After observing an era of anti-PC/pro-mobile propaganda, and the rise of the free-to-play, downloadable content, and premium account business strategies in games, we can safely pronounce that the game designers have either lost their minds or that business people are making the decisions. Business people are more or less involved in business-related politics, and, as a result, instill the quota, bottom-line, and/or investor viewpoints on the highly educated, creative, and innovative gaming industry. While the industry continues to thrive, gamers and consumers in general suffer from poor decision making and biased design choices.
Video games are theoretically the most effective method of entertainment human beings have ever maintained. By simulating an ever increasing variety of environments, rules, and events, video games give us much more access to our imagination. If that isn't by itself worth investing time and money into, an historical analysis of video game's ability to make money shows why the industry is now more or less controlled by people who have no idea how to make games. Especially now, video games are software simulations that can be sold with high returns. On average, a video game takes around three years, and $60 to $100 million to make. Newer Indie or crowd-funded projects develop video games for much less money, often less than $100,000. Regardless of how much money is dumped into a project, one thing remains the same. Games that sell for a consistent amount have a solid indicator of popularity. Games such as premium account games, could in reality fail in the public eye, while reviewers, critics, and publishers remain ignorant to fundamental problems.
Let me remind you that almost all critics are in some way influenced by their proximity to the industry they critique. In the case of computer games, reviews can be directly bought in the form of a marketing campaign. In essence, that's what advertisements for computer games are - positive reviews. Demos are unfortunately not as common as they once were - mostly because of the programming hurdles presented with limiting players and protecting content. Demos are still extremely effective, however, for those developers that continue to offer them. They have evolved now, into in-development versions of the game. By buying the game for a typically small amount long before the game's actual release, players can support a good concept and save money at the same time... as long as the game actually gets finished.

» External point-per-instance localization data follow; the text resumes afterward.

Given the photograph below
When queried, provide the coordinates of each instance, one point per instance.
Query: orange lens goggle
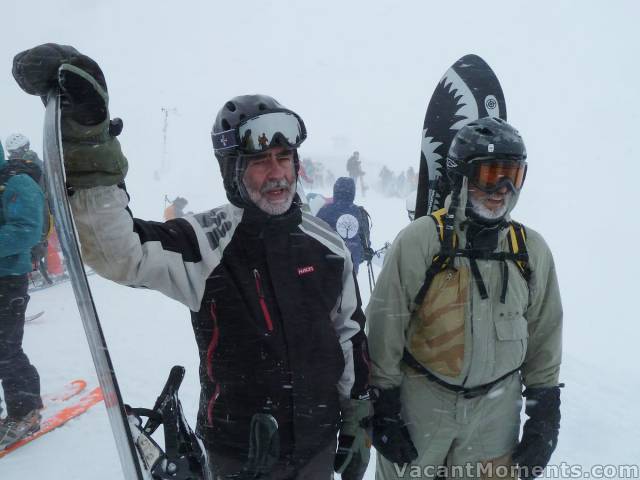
(492, 175)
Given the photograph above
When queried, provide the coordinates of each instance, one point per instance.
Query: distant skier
(44, 257)
(19, 147)
(466, 311)
(274, 302)
(354, 169)
(349, 220)
(22, 203)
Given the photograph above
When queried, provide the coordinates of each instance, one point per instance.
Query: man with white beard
(274, 303)
(465, 312)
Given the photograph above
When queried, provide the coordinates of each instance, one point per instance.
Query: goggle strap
(225, 140)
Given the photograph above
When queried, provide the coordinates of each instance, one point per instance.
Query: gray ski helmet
(229, 117)
(488, 137)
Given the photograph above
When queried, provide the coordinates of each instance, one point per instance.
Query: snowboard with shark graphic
(468, 90)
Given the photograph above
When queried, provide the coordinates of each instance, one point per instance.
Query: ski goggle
(259, 133)
(491, 174)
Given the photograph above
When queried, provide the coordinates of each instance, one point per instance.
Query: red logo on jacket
(305, 270)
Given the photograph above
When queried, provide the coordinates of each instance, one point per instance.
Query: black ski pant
(318, 467)
(20, 379)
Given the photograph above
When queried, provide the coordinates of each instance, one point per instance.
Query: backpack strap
(518, 247)
(440, 262)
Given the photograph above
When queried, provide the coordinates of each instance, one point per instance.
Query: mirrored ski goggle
(491, 174)
(257, 134)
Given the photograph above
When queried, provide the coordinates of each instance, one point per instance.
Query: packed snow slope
(148, 333)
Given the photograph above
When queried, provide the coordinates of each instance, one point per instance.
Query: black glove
(390, 434)
(354, 441)
(540, 433)
(37, 71)
(92, 156)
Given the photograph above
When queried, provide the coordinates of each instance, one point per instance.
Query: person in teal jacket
(21, 205)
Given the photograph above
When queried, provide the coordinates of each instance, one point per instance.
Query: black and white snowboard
(468, 90)
(56, 186)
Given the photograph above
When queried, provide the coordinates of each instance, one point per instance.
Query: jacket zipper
(263, 302)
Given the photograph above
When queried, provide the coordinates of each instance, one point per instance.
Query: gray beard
(483, 212)
(272, 208)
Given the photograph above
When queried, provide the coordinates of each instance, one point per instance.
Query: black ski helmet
(485, 138)
(229, 117)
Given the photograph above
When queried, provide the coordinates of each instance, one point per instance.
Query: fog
(361, 74)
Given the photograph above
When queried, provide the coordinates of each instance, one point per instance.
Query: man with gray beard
(274, 303)
(465, 312)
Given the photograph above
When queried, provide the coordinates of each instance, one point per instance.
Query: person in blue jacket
(348, 219)
(21, 218)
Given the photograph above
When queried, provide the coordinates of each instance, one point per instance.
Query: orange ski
(70, 390)
(60, 418)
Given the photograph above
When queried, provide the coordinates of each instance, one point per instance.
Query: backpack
(517, 238)
(18, 167)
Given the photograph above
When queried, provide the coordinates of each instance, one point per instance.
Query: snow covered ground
(148, 333)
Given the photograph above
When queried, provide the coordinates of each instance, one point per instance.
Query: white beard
(483, 212)
(265, 205)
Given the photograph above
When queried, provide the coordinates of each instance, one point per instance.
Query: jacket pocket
(511, 344)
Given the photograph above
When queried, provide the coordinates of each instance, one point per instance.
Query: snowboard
(56, 185)
(468, 90)
(60, 407)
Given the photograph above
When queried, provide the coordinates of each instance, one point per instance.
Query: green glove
(354, 441)
(92, 154)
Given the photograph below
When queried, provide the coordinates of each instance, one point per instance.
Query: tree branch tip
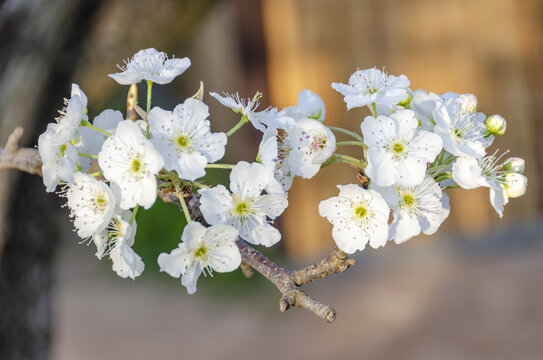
(246, 270)
(285, 303)
(330, 316)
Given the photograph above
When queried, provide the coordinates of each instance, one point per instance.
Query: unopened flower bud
(514, 164)
(469, 102)
(496, 124)
(515, 184)
(405, 103)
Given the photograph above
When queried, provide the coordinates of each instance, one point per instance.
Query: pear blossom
(496, 124)
(245, 208)
(273, 152)
(470, 173)
(91, 204)
(298, 151)
(515, 184)
(152, 65)
(422, 207)
(398, 152)
(373, 86)
(461, 129)
(514, 164)
(130, 162)
(183, 137)
(310, 105)
(59, 157)
(116, 240)
(358, 217)
(202, 249)
(56, 145)
(90, 141)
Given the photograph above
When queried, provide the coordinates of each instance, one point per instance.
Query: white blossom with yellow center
(202, 250)
(398, 151)
(416, 209)
(245, 208)
(131, 162)
(358, 217)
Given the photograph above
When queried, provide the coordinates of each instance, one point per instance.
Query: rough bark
(39, 43)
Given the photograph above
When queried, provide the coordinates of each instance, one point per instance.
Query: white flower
(461, 129)
(245, 107)
(74, 111)
(56, 145)
(373, 86)
(91, 203)
(245, 208)
(310, 105)
(496, 124)
(418, 208)
(58, 155)
(424, 104)
(131, 162)
(471, 173)
(273, 152)
(514, 164)
(90, 141)
(183, 137)
(310, 143)
(515, 184)
(359, 217)
(398, 152)
(212, 248)
(116, 241)
(150, 64)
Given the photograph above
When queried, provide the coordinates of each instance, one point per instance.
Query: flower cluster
(415, 146)
(418, 145)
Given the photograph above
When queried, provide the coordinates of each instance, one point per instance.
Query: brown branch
(336, 262)
(288, 282)
(23, 159)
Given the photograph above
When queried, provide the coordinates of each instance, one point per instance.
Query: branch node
(246, 269)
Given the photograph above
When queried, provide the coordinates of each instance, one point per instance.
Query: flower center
(101, 202)
(409, 199)
(183, 141)
(63, 148)
(398, 148)
(200, 252)
(136, 165)
(242, 208)
(360, 212)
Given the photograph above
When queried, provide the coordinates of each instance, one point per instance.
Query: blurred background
(473, 291)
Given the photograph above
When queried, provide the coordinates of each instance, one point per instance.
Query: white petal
(264, 234)
(215, 204)
(248, 180)
(175, 262)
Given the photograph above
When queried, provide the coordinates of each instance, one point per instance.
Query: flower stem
(219, 166)
(149, 95)
(242, 122)
(134, 212)
(87, 155)
(175, 181)
(347, 132)
(354, 143)
(345, 159)
(89, 125)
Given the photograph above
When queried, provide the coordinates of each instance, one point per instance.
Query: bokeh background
(473, 291)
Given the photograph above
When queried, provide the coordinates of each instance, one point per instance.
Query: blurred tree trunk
(39, 47)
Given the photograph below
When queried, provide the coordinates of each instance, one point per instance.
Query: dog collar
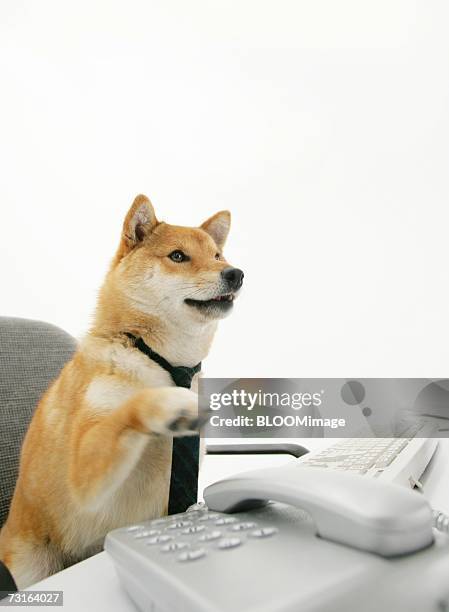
(181, 375)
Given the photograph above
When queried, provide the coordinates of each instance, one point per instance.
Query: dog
(97, 454)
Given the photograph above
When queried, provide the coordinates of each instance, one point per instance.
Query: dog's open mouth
(223, 302)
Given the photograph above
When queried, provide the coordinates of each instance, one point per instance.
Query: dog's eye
(178, 256)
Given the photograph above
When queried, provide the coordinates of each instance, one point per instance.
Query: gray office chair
(32, 354)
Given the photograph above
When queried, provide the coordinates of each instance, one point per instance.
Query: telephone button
(192, 555)
(159, 539)
(193, 529)
(212, 535)
(208, 517)
(147, 533)
(226, 543)
(227, 520)
(263, 532)
(134, 528)
(174, 546)
(243, 526)
(179, 524)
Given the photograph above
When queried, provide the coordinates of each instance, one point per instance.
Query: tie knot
(182, 376)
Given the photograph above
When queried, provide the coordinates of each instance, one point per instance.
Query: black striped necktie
(186, 450)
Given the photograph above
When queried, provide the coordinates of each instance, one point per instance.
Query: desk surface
(92, 585)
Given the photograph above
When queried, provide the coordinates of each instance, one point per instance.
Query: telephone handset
(377, 517)
(242, 553)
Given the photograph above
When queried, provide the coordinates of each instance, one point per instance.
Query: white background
(322, 126)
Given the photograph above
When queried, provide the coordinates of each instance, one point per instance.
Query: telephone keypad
(192, 535)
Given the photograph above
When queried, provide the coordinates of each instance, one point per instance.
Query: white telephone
(244, 552)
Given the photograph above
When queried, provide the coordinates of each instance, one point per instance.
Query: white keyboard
(398, 460)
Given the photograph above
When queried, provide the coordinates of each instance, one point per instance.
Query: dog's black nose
(233, 277)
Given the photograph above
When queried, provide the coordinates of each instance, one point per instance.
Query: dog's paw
(175, 413)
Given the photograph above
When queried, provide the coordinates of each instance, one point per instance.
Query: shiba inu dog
(97, 454)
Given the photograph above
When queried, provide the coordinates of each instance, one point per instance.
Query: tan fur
(97, 454)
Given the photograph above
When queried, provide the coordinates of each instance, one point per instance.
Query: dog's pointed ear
(218, 226)
(139, 221)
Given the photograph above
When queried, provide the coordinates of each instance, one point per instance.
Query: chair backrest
(32, 354)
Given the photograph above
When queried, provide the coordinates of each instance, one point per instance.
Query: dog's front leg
(105, 448)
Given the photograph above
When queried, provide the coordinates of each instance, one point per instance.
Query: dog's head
(175, 273)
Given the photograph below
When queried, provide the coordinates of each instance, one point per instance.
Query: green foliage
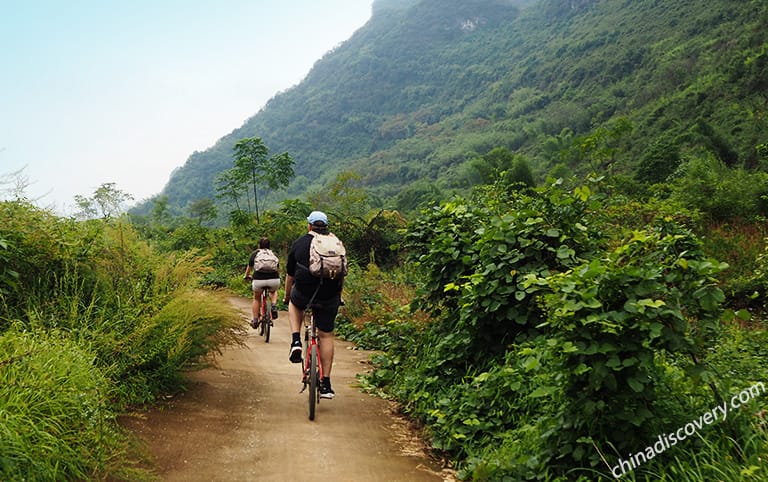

I will not be the last to say that computer gaming was at one point simple and straight forward. You went to a store, picked up a game box, used physical media to not only install the game, but also to play the game. Even longer ago, there wasn't even a key. But I digress. Now that games come in many different models, makes, and brands, it's easy to let your passion for an idea to overtake the logic behind a purchase. Never pay for premium. A simple solution is to compare the amount of money you're prepared to spend on any game idea (pre-release, downloadable content, premium accounts, in-game content, etc.) to the amount of time you expect to get out of that form of entertainment. If the amount of time you'll spend on a game largely outweighs the required average amount of money to maintain that game, then I am incapable of influencing you further.
In conclusion, I postulate that business models other than a one-time purchase of the software aren't as
effective, and the game, subsequent games, and overall brand suffer in
the long term. Players get alienated by the business side of things, and that slight
afterthought throws them out of the game world and right back into the
reality that we all so hopelessly attempt to escape in our own ways.